Donald Trump’s re-election would likely result in anti-LGBTQ+ laws and revert rights the queer community fought hard for. He has promised to eliminate transgender healthcare protections, ban gender-affirming care for minors, and limit workplace discrimination protections for LGBTQ+ people.
While Trump has claimed to know nothing about Project 2025, SiegedSec has described it as: “an authoritarian Christian nationalist plan to reform the United States government.”
Among other things, Project 2025 aims to restrict the rights of women and LGBTQ+ people by limiting the availability of abortion medication and birth control, and enforcing a Bible-based definition of marriage and family. It also targets diversity, equality and inclusion (DEI) programmes in higher education, as well as immigration.
SiegedSec co-leader, known by the username Vio, told The Intercept: “We’re strong against Project 2025 and everything the Heritage Foundation stands for.”
In addition to targeting Project 2025, hackers from SiegedSec previously infiltrated a transphobic pastor’s US-based church website and used his Amazon account to buy thousands of dollars worth of inflatable sea lions.

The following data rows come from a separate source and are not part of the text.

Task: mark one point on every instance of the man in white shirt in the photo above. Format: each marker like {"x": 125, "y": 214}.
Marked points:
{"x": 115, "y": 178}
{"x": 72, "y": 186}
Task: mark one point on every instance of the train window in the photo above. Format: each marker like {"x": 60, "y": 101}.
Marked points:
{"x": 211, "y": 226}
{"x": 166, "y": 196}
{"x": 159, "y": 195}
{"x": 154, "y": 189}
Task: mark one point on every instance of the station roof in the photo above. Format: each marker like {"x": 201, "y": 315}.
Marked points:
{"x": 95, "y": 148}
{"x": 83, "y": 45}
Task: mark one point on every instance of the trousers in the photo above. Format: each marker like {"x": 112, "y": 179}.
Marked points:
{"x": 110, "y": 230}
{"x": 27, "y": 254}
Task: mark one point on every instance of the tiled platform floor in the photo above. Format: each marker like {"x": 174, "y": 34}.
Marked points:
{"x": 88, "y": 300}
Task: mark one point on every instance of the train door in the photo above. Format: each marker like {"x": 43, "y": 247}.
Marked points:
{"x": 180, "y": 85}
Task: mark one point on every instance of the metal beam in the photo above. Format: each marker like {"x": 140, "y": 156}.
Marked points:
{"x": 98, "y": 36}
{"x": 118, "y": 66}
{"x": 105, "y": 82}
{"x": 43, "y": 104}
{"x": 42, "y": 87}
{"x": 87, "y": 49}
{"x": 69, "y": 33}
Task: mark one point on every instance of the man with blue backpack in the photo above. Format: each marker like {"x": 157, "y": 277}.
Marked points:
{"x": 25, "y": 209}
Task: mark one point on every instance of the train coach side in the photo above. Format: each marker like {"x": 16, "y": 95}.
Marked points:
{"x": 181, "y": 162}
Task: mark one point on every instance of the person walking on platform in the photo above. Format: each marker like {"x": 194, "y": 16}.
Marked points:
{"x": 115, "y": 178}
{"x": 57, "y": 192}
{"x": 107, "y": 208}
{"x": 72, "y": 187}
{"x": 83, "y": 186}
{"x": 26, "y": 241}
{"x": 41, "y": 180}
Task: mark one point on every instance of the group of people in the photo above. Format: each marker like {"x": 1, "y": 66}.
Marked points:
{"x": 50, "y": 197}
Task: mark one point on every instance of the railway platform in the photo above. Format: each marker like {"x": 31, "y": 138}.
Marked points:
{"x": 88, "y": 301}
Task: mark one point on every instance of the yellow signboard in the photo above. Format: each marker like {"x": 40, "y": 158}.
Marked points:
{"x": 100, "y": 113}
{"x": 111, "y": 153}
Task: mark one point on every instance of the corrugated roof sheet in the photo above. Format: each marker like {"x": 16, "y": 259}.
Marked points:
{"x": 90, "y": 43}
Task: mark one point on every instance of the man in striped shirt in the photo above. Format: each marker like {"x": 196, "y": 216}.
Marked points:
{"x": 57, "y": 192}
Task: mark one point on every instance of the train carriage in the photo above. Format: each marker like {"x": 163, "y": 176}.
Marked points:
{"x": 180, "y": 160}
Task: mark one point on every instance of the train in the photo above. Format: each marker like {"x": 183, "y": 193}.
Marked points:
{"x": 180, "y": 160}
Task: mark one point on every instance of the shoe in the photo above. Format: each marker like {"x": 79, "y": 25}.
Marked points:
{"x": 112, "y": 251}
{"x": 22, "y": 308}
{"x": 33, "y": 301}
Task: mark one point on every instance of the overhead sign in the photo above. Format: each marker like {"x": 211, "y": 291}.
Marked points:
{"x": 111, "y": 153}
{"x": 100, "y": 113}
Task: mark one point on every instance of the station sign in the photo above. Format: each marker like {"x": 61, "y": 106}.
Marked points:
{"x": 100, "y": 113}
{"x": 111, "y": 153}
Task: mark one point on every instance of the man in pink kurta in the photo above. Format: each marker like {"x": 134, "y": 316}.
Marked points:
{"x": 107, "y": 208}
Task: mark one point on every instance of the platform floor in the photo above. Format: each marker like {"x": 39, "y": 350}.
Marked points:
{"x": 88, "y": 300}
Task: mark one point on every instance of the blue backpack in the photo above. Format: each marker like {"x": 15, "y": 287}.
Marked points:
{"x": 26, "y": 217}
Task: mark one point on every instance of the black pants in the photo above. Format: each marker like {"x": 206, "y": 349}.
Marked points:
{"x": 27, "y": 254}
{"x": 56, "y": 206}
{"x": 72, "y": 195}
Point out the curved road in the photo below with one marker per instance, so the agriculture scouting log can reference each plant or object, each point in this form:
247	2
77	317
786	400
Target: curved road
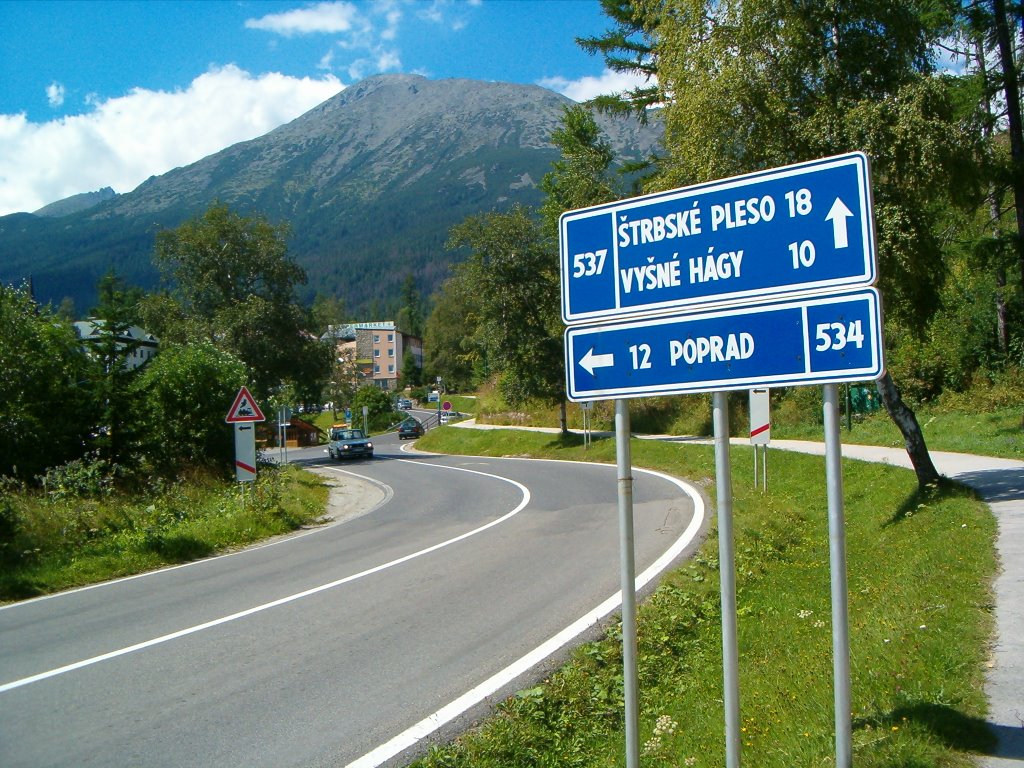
342	646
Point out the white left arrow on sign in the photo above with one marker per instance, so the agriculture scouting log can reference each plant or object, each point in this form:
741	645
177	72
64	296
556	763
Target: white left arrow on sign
591	360
838	214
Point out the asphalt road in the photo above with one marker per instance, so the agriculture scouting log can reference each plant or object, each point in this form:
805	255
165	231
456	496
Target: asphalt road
317	649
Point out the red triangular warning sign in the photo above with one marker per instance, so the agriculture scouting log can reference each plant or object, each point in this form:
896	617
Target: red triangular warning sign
244	409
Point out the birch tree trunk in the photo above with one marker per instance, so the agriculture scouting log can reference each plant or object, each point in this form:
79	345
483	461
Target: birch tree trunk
905	419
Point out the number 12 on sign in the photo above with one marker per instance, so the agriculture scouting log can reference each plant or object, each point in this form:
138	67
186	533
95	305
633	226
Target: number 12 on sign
813	340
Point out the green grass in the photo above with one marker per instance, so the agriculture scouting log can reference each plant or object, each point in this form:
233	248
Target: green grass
920	566
996	433
51	544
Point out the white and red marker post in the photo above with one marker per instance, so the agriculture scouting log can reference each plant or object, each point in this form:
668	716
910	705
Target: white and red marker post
243	414
760	432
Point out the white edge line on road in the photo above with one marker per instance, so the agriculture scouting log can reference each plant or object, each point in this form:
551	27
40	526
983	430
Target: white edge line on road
414	734
284	600
282	539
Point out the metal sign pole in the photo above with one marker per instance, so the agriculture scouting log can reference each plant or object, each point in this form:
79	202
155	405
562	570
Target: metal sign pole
628	578
837	550
727	570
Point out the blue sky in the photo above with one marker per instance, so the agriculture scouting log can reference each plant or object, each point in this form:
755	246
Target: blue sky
96	93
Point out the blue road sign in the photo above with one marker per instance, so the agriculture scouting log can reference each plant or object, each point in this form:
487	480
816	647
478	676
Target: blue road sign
801	228
811	340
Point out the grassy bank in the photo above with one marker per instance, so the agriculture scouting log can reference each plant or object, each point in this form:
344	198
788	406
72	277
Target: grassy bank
55	541
972	424
920	568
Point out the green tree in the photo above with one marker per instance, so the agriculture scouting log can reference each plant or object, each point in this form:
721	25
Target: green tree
235	283
47	408
628	48
752	84
514	272
115	348
380	412
453	347
179	402
410	318
582	176
326	311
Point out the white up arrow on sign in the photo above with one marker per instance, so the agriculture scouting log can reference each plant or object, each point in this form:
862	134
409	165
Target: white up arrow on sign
591	360
838	215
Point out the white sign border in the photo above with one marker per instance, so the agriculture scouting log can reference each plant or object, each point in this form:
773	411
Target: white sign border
875	371
868	275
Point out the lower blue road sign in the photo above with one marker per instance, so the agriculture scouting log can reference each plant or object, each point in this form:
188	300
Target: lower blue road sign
815	340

While some LGBTQ+ advocates have said this kind of digital aggression reflects badly on queer activists, SiegedSec wants to fight back against bigots. In a Telegram statement, SiegedSec said: “The thing is, these types of people will blame the LGBTQ+ community regardless of what we do. They will look for a reason to hate, they won’t listen to reason, they want to spread lies to shun people different than them.”
SiegedSec said they are committed to: “fighting back in our own way, delivering justice to those who spread hate.”